Intuitive performance comparisons
Panopticon's visual designers and programmers created the Horizon Graph to make it easy to examine how a large number of items (stocks, product sales, employee satisfaction, and other data) have changed through time. Horizon Graphs let you:
- Spot extraordinary behaviors and predominant patterns
- View each item independently from the others
- Make comparisons between items
- View changes with enough precision to determine if further examination is required
Save screen real estate in BI dashboards — Give your users more data to work with
Use Horizon Graphs in conjunction with Treemaps, Stack Graphs and other information visualizations to create an effective analytical dashboard. Our Horizon Graph visualization is particularly useful when you need to see a large number of time series on a single screen. This makes it easy to compare trends and spot patterns that would be very difficult or impossible to see in a standard report. They work well in combination with Treemap, Heatmap and Scatter Plot visualizations in interactive analytical dashboards since they allow you to see your data from different perspectives. This data visualization displays quantitative values using a combination of length (like in a line graph, where the height of the curve represents the underlying value) and color. Users can read exact values from the visualization by hovering their cursor over specific points on the Graph.

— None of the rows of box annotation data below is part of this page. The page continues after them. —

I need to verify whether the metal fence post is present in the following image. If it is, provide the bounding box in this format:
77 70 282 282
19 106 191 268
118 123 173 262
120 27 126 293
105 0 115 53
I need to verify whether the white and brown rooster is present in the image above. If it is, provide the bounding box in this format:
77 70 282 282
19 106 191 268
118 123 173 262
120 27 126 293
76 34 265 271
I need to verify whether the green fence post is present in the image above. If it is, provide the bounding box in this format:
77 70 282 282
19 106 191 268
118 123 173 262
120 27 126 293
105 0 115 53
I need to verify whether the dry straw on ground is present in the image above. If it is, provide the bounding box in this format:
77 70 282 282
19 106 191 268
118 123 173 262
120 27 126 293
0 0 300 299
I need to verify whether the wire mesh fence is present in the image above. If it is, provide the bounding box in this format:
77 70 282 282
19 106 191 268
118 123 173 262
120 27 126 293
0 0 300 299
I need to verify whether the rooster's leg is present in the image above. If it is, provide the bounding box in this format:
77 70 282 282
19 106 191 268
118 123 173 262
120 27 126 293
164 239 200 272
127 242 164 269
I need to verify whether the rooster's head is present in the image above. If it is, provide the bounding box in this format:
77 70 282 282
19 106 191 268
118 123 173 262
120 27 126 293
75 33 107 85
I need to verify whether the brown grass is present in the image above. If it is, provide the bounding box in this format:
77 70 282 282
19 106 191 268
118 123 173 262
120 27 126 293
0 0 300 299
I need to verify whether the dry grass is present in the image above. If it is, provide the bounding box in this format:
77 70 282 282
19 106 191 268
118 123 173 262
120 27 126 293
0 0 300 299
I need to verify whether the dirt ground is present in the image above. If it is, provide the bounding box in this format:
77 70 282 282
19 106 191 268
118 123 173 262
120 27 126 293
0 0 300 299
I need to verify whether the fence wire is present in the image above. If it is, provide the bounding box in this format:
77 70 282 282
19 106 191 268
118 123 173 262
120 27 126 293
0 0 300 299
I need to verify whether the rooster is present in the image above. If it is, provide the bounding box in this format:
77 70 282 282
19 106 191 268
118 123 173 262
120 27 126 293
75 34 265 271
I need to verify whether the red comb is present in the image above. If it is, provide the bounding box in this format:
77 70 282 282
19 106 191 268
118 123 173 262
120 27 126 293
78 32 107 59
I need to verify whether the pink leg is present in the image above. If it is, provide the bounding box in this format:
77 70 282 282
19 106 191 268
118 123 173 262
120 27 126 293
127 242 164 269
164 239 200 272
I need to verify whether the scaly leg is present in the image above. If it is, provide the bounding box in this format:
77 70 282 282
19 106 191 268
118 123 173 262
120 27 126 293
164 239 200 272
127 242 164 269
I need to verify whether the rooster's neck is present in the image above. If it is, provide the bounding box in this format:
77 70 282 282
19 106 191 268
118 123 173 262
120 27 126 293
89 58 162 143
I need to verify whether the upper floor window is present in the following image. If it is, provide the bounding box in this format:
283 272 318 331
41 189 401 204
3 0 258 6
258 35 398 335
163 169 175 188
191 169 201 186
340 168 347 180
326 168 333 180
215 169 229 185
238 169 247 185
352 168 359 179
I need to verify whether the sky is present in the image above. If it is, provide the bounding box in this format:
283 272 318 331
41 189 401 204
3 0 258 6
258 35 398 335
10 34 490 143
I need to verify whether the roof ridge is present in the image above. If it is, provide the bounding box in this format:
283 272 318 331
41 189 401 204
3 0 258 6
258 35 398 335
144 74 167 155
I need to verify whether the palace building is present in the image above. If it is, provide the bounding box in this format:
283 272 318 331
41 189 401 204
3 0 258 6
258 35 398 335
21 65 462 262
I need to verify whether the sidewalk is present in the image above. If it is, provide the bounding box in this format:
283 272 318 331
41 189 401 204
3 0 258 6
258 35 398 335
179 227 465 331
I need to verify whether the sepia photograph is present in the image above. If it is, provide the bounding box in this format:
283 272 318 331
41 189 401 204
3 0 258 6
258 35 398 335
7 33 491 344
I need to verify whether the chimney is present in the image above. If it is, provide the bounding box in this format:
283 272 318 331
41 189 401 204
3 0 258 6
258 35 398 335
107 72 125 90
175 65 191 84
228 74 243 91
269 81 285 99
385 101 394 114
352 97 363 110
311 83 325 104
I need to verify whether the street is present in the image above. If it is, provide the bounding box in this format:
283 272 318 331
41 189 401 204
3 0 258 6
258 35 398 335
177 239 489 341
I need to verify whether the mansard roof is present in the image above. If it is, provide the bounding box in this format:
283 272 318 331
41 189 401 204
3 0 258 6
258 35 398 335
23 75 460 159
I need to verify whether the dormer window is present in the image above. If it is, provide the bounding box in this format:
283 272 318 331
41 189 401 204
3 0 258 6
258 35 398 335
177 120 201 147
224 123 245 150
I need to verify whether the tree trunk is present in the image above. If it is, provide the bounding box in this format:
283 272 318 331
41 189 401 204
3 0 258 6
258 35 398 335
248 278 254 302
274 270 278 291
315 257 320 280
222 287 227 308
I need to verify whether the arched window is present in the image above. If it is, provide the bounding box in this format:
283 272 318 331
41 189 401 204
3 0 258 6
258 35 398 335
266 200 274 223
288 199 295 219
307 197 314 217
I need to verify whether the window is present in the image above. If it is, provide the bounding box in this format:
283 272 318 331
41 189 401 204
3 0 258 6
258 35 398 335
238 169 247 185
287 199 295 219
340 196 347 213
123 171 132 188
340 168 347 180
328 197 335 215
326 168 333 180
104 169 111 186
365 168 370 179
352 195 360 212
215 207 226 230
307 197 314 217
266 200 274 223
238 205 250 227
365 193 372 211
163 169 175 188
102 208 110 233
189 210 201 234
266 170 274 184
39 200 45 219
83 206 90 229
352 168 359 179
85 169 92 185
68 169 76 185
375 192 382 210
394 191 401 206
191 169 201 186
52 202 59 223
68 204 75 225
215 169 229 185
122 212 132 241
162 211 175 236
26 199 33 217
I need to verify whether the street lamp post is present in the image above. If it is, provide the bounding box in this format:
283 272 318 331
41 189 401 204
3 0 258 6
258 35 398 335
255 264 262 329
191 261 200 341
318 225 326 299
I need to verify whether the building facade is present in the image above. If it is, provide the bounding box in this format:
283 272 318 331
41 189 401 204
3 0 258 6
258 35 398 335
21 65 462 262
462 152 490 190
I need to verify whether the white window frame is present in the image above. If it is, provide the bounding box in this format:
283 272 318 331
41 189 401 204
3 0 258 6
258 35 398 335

Jeffrey Heer at Stanford University together with Nicholas Kong and Maneesh Agrawala at the University of California at Berkeley published a research study that compares the performance of the Horizon Graph to that of a Line Graph. The study, Sizing the Horizon: The Effects of Chart Size and Layering on the Graphical Perception of Time Series Visualizations, concludes that the Horizon Graph is more effective than the traditional line graph when graph sizes are small. The Horizon Graph results in fewer estimation errors, with similar or slightly longer estimation times. Read Jeffrey Heer's research paper on the Horizon Graph data visualization.
Stephen Few on Horizon Graphs
Information Visualization guru Stephen Few wrote about Horizon Graphs in his influential Perceptual Edge blog. He said:
"Almost every good invention is developed in response to a particular problem. The Horizon Graph was developed in response to a need shared by many organizations to examine how a large number of items (stocks, product sales, employee satisfaction, and so on) changed through time... The Horizon Graph succeeds because its designer kept the rules of visual perception in mind as he worked his way, one design step at a time, testing each as he proceeded, towards the goal. This is a good example of how effective innovations in the field of information visualization are developed."
"The information visualization research community produces many innovations each year, which I'm always excited to discover in the research literature or during visits to research labs. I get a special thrill, however, when I find an effective innovation that has been incorporated into commercial software, where it must reside to reach a broad audience. Only a few commercial software vendors are producing effective visualization solutions today. When I run across an example like the Horizon Graph, it gives me joy to make it known and praise its worth. It gives me greater joy by far than what I get when bemoaning the poor designs of most business intelligence vendors, which is rarely fun at all."